MONTREAL -- A Stanley Cup Playoff series is an intricate machine of many working parts.
Its major gears are goaltending, defense, forwards, power play/penalty kill and coaching. The nuts and bolts can include the emergence of the unheralded; the ditch digger who overnight becomes the artist, performing in unexpectedly brilliant ways.
A playoff series is about the so-called "seventh man"; the fans, who can play a role in helping to change the momentum of a shift, a period or much more.
And don't forget the wonderfully abstract intangibles, all the little things that can and must happen for one team to triumph over another.
Still, there is only so much room on the arena marquee, so it's often superstar vs. superstar that is displayed with the brightest lights.
Not often does a head-to-head matchup live up to unreasonably lofty expectations. If the star is an offensive leader of his team, odds are he won't be skating against his counterpart.
Of course, this won't stop the hockey universe from talking about the Eastern Conference Second Round series between the Washington Capitals and Pittsburgh Penguins, more commonly referred to as Alex Ovechkin vs. Sidney Crosby. Every series needs a hook, and Ovi vs. Sid is as good as it gets.
Video: 2009 Round 2, Gm2: Ovechkin, Crosby double hat-tricks
The fascination with head-to-head matchups of stars on opposing teams isn't anything new. No doubt there was great buzz (well, maybe moderate buzz) in 1918 when the Toronto Arenas became the NHL's first Stanley Cup champion. Toronto sniper Alf Skinner scored eight times in five games against the Pacific Coast Hockey Association's Vancouver Millionaires, whose star, Cyclone Taylor, poured nine into the Toronto net.
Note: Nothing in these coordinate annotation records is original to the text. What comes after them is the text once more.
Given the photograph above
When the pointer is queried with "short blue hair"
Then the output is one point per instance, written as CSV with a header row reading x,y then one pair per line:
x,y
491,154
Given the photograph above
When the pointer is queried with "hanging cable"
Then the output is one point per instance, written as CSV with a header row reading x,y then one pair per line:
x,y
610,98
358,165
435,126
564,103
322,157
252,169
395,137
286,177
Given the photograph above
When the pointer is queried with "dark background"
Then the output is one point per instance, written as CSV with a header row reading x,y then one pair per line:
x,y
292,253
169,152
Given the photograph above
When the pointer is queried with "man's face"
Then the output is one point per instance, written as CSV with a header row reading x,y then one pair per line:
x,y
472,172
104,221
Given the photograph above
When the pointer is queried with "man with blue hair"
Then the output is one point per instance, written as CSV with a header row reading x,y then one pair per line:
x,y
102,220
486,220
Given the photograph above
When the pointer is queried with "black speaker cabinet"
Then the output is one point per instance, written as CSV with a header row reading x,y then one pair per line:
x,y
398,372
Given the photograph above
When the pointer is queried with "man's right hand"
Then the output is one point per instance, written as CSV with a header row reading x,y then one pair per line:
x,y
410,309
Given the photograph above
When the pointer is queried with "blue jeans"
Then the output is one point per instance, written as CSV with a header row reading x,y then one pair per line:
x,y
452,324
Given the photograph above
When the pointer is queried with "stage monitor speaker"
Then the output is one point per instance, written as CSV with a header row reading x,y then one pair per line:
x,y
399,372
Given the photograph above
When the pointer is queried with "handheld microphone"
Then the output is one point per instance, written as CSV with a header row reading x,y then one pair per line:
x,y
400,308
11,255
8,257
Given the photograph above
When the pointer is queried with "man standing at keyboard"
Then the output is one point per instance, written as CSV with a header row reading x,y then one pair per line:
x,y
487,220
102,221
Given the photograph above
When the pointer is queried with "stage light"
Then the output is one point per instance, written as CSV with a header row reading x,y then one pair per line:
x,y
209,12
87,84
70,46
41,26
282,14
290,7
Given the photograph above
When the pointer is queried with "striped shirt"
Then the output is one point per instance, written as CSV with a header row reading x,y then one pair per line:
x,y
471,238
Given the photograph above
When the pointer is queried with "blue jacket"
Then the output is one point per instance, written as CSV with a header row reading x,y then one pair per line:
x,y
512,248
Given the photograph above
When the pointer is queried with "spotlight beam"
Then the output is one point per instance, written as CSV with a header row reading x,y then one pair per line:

For nearly a century, more than a few great NHL stars have been face-to-face on the road to Stanley Cup glory, or heartbreak. Here are a few:
1948: Syl Apps, veteran captain of the Toronto Maple Leafs, vs. Gordie Howe, a Detroit Red Wings sophomore whose toes were barely wet in the playoff waters. The Maple Leafs swept the Red Wings 4-0 in the Final; Apps scored four goals and had four assists in his nine playoff games that spring, Howe scored the first of his 68 career playoff goals.
1960: The Montreal Canadiens won 10 consecutive playoff series en route to their unprecedented five straight championships, and the core of that team was more than the NHL could handle. The Canadiens' greatest stars of that era were Maurice "Rocket" Richard, Jean Beliveau, Bernie "Boom-Boom" Geoffrion and Dickie Moore. Staring them down and usually blinking first were the playoff-rival likes of New York Rangers' Andy Bathgate, Detroit's Howe, Boston Bruins' Fleming MacKell and Don McKenney, Toronto's Frank Mahovlich and Red Kelly, and a young Bobby Hull of the Chicago Blackhawks.
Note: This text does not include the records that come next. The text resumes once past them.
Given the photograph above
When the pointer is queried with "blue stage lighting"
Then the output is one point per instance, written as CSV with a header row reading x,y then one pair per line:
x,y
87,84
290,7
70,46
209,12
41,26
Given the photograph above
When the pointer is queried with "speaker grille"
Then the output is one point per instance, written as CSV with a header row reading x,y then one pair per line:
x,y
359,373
1962-64: Mahovlich exacted his revenge with teammate Dave Keon in a run of three straight Stanley Cup titles during which Toronto got the better of Howe and Beliveau. Howe had enjoyed more than a little success of his own, having won four championships with Detroit in the 1950s.
1971: The final season in Beliveau's illustrious career saw him go out with his 10th Stanley Cup title as a player (he won seven more as a senior vice president of the Canadiens). In his swan song, Beliveau famously went up against Chicago's Hull and Stan Mikita and in the Final after helping to dispose of Boston's Bobby Orr and Phil Esposito in the Semifinals.
1983: Mike Bossy scored a League-high 17 playoff goals for the third straight postseason, helping the New York Islanders to their fourth straight Stanley Cup title. In the Final, Bossy was pitted against a 22-year-old Edmonton Oilers center named Wayne Gretzky, whose 26 assists that postseason led the League. Gretzky arrived in the playoffs having had led the NHL in the regular season with 71 goals, 125 assists, 196 points, six shorthanded goals and 348 shots on goal. After being swept by Bossy's Islanders, he was still waiting for his first sip from the Stanley Cup … but that was soon to change.
1988: Gretzky won his fourth Stanley Cup title in five seasons with the Oilers. Superb opponents like Boston's Ray Bourque and Cam Neely, Detroit's Steve Yzerman, Lanny McDonald of the Calgary Flames and Dale Hawerchuk of the Winnipeg Jets were lost in The Great One's shadow; the Oilers only lost twice that postseason.
1992: Super Mario vs. the Moose; for name value alone, you'd never find a better marquee matchup. Pittsburgh Penguins' superstar Mario Lemieux scored 16 goals and had 18 assists despite playing in 15 of his team's 21 playoff games. His assists, eight power-play goals and five game-winners all were League highs, and he led the Penguins to their second Stanley Cup title. In the Patrick Division Final, Lemieux would butt antlers with the Rangers' Mark Messier, aka "Moose." Messier won five Cup titles in Edmonton and had one more to come with the Rangers as captain -- in 1993-94.